If found guilty at their trial - which is expected to start in early July - they could face the death penalty, in a case that tarnished Thailand's image as a tourist haven.
The pair's defence team have long voiced concerns over the quality of the Thai police investigation, claiming the crime scene was contaminated and that their clients were tortured into confessing.
"We asked the court... to let us commission independent scientists or experts to check the evidence," Nakhon Chomphuchat, head of the defence team, told AFP after the hearing, adding the request was granted.
He said the defence intended to independently examine DNA samples as well as physical evidence at the crime scene including blood stains and a shirt.

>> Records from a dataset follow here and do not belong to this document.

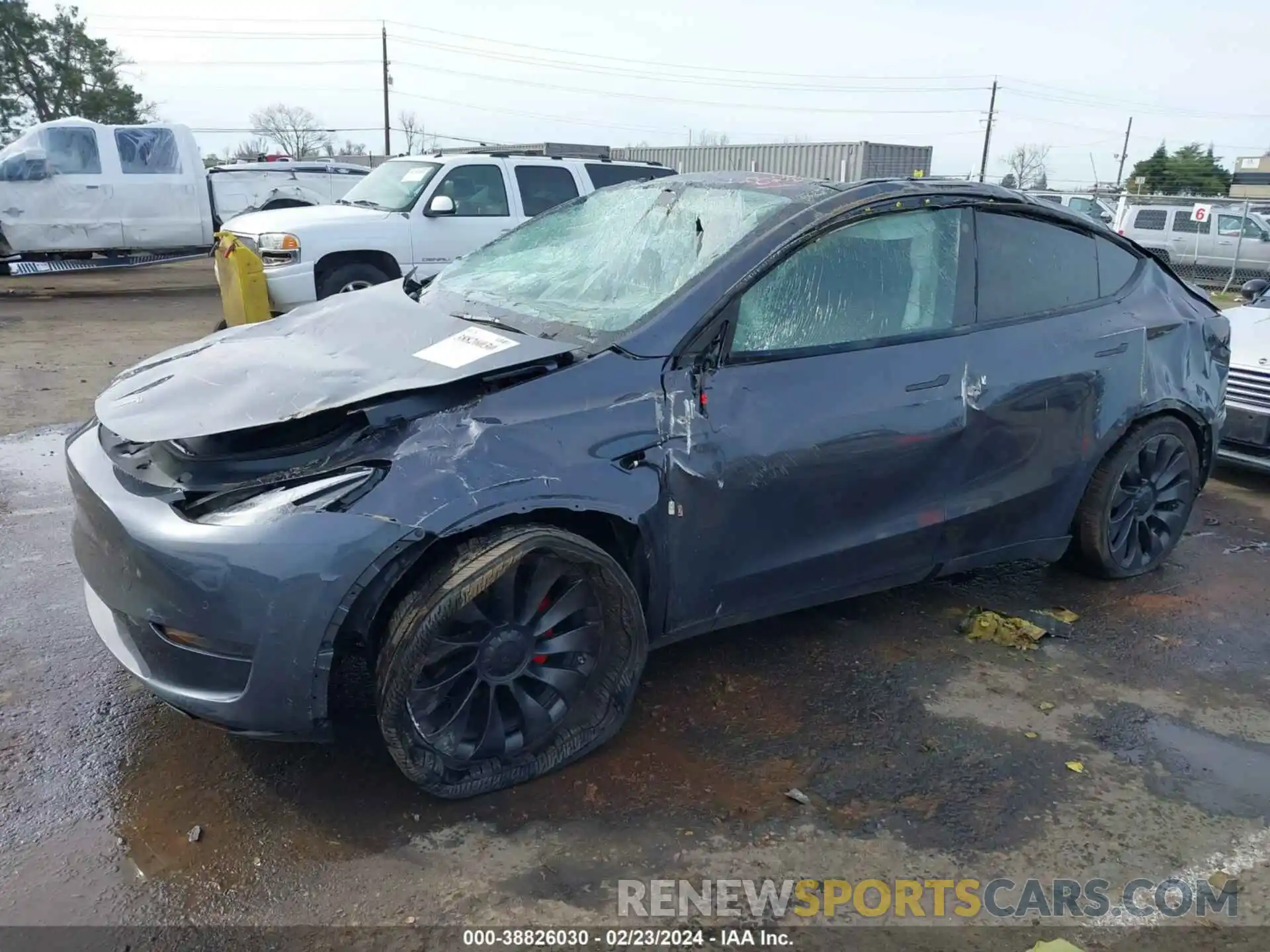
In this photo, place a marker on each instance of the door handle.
(929, 385)
(1123, 347)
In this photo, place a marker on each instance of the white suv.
(414, 212)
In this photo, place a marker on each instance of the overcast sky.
(650, 71)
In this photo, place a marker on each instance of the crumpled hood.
(294, 219)
(338, 352)
(1250, 337)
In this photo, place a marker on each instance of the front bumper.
(276, 592)
(291, 286)
(1245, 440)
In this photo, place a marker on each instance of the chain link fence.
(1216, 241)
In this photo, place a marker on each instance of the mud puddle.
(1220, 775)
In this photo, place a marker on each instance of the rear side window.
(1029, 267)
(1184, 222)
(603, 175)
(71, 150)
(148, 151)
(544, 187)
(1115, 267)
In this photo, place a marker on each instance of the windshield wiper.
(491, 321)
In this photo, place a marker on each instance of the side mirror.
(28, 165)
(440, 206)
(1253, 290)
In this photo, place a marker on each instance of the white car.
(1246, 434)
(414, 214)
(78, 187)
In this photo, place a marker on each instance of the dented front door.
(808, 480)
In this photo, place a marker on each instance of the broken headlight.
(247, 507)
(278, 248)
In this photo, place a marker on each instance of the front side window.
(874, 280)
(71, 150)
(394, 187)
(478, 190)
(606, 260)
(148, 150)
(1028, 267)
(1231, 226)
(544, 187)
(1183, 221)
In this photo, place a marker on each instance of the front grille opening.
(1249, 387)
(272, 440)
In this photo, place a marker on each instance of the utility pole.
(1124, 151)
(987, 134)
(388, 131)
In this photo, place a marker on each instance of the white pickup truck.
(414, 214)
(73, 188)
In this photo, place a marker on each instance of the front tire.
(516, 655)
(351, 277)
(1138, 503)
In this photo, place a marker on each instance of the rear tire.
(520, 653)
(355, 276)
(1138, 502)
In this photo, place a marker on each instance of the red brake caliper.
(542, 659)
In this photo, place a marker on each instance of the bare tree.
(413, 130)
(292, 127)
(251, 149)
(1027, 164)
(349, 147)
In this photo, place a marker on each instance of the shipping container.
(837, 161)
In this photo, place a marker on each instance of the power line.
(578, 54)
(662, 77)
(1091, 103)
(672, 99)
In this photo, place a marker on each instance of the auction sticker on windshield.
(460, 349)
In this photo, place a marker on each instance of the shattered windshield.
(605, 260)
(394, 187)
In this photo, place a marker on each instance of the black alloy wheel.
(1138, 500)
(513, 653)
(509, 666)
(1151, 503)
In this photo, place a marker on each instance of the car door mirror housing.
(1253, 290)
(440, 206)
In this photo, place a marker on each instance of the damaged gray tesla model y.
(657, 411)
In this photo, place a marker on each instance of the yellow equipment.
(240, 274)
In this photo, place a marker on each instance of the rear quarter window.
(1115, 266)
(1184, 222)
(1028, 266)
(603, 175)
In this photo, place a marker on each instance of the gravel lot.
(911, 743)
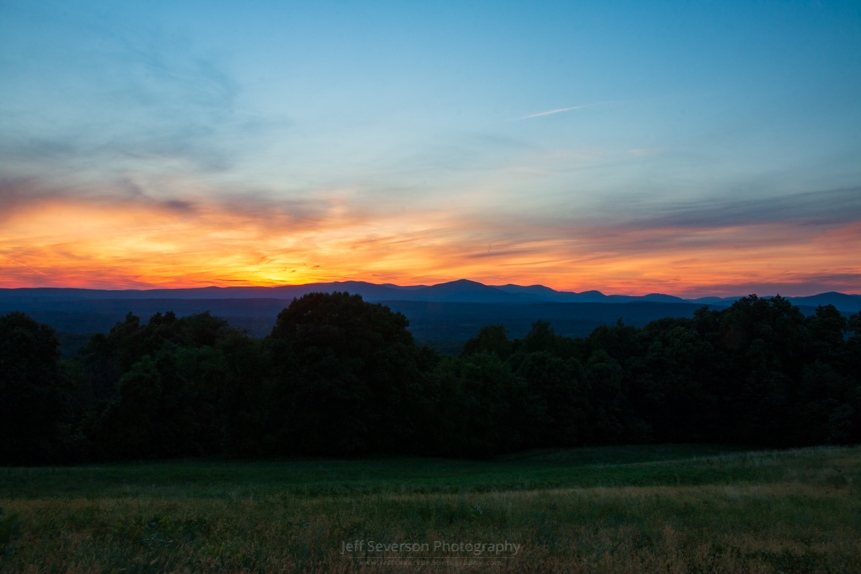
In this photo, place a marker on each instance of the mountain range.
(461, 291)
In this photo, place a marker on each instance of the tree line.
(339, 376)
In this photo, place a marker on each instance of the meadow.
(667, 508)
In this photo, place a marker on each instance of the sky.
(688, 148)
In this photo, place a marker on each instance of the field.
(616, 509)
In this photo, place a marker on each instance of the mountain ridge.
(459, 291)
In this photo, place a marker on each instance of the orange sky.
(66, 242)
(693, 149)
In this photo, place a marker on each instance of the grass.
(617, 509)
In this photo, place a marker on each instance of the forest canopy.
(339, 376)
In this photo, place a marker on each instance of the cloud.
(556, 111)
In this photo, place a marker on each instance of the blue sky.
(682, 147)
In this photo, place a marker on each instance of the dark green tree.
(33, 392)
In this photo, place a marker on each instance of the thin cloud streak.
(556, 111)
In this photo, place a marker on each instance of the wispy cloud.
(556, 111)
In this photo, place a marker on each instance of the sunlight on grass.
(790, 511)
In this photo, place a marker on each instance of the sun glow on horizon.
(76, 244)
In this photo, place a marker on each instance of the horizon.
(461, 280)
(628, 148)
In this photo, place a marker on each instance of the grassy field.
(618, 509)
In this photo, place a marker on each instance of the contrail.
(556, 111)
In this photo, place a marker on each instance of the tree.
(347, 377)
(33, 391)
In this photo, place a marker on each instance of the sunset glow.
(283, 145)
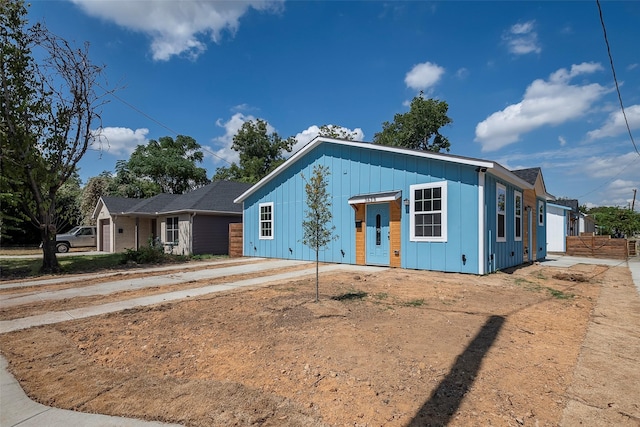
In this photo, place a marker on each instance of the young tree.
(48, 109)
(418, 129)
(95, 188)
(260, 153)
(170, 163)
(317, 233)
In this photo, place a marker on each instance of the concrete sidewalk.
(16, 409)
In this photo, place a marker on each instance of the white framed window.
(501, 213)
(428, 212)
(266, 220)
(172, 230)
(517, 214)
(540, 212)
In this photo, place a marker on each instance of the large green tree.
(419, 128)
(171, 163)
(259, 152)
(48, 109)
(318, 232)
(616, 221)
(337, 132)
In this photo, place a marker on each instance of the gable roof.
(534, 177)
(216, 197)
(530, 175)
(496, 169)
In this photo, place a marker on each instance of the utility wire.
(615, 79)
(139, 111)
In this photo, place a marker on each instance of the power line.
(615, 79)
(139, 111)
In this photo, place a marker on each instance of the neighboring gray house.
(578, 222)
(193, 223)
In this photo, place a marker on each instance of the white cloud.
(609, 166)
(615, 124)
(462, 73)
(304, 137)
(177, 27)
(545, 103)
(620, 193)
(521, 39)
(423, 76)
(119, 141)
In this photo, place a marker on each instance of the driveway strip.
(61, 316)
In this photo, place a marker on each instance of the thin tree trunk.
(49, 259)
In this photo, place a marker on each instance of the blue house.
(400, 208)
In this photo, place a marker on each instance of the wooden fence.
(235, 240)
(597, 247)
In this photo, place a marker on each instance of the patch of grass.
(559, 294)
(29, 267)
(88, 263)
(352, 295)
(418, 302)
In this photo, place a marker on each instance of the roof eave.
(318, 140)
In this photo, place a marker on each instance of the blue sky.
(528, 83)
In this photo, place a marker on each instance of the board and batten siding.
(357, 171)
(501, 254)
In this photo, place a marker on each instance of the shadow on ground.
(447, 397)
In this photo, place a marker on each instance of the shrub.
(153, 253)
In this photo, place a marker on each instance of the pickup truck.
(77, 237)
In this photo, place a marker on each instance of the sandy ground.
(395, 349)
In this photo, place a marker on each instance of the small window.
(501, 213)
(517, 209)
(172, 230)
(266, 221)
(428, 213)
(540, 212)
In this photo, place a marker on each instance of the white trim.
(544, 212)
(271, 221)
(443, 212)
(481, 223)
(517, 217)
(387, 196)
(496, 169)
(500, 187)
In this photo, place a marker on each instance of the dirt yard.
(400, 348)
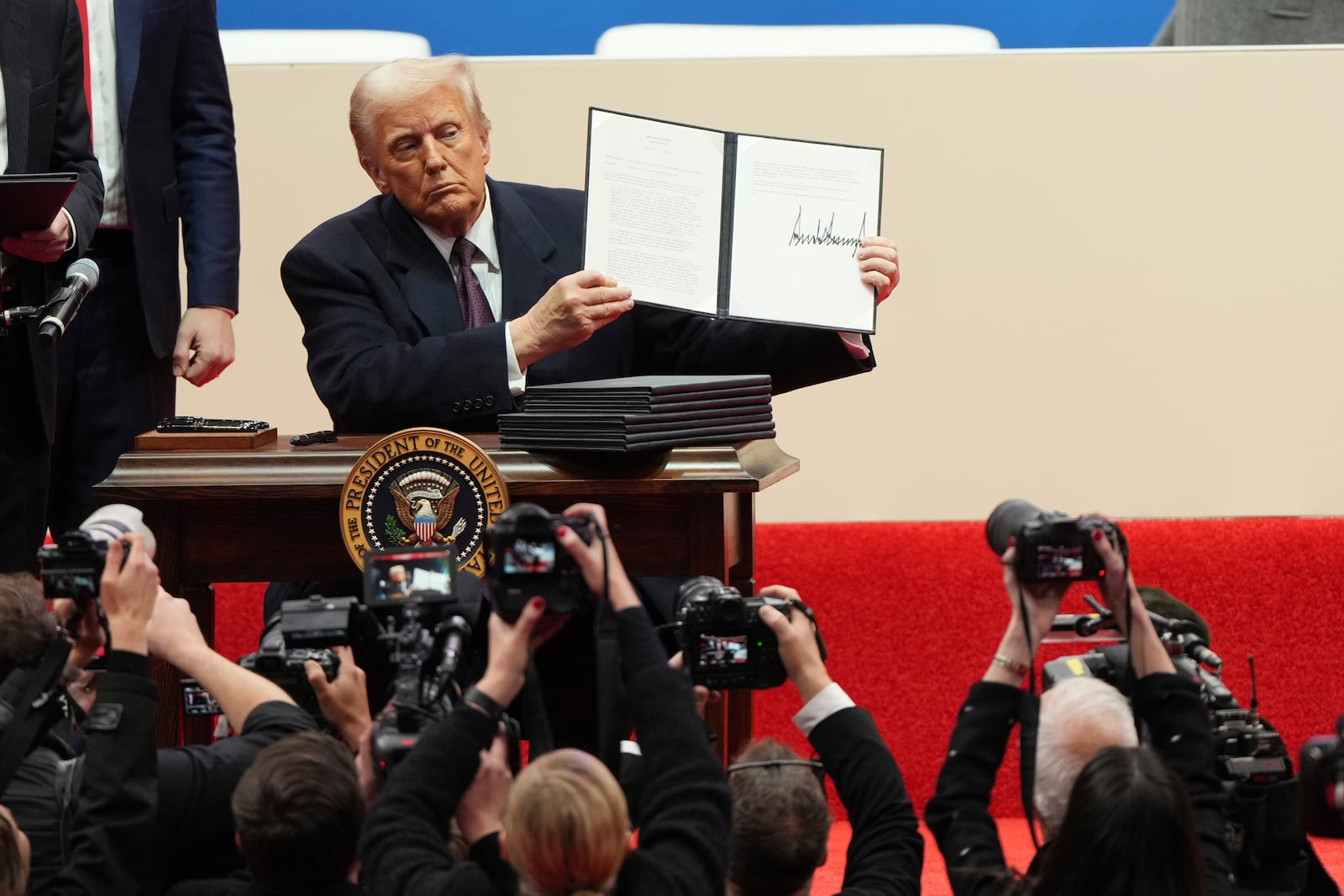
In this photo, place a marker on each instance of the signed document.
(732, 224)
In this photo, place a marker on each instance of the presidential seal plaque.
(423, 488)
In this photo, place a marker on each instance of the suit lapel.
(423, 275)
(18, 78)
(129, 16)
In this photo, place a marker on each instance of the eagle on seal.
(427, 511)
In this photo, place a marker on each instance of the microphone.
(81, 280)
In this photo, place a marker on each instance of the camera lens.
(111, 523)
(1007, 520)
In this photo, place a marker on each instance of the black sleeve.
(958, 813)
(1178, 723)
(195, 819)
(405, 836)
(685, 835)
(886, 851)
(112, 839)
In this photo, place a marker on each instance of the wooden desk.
(272, 513)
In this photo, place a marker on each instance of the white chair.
(706, 40)
(262, 46)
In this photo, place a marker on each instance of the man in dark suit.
(44, 127)
(165, 134)
(389, 345)
(780, 815)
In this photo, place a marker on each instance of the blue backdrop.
(526, 27)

The defendants, both aged 22, confessed to the crimes after their arrest in October but later retracted the admission of guilt, alleging it had been extracted under duress.
Rights groups have accused Thai authorities of using the men as scapegoats.
"We are confident the evidence that we have collected is strong enough to prove the truth in court," Koh Samui's deputy prosecutor, Theerawut Pramhun, told AFP.
In November British detectives travelled to Thailand to review the police investigation into the murders after widespread criticism of blunders that included allowing reporters to trample over the crime scene.
The victims' families have said they have seen strong evidence against the suspects and expressed confidence in the case.
Migrant rights' activist Andy Hall, who is supporting the pair's defence team, said the decision would increase the chances of a fair trial.
"It's incredibly significant," he told AFP.
"It's important for them to be able to get hold of the original material and get it re-examined. It wouldn't be a fair trial otherwise," he added.
Miller and Witheridge's corpses were discovered on a Koh Tao beach on September 15.
The brutal murders further damaged Thailand's image as a tourist haven after months of political protests followed by last May's army coup.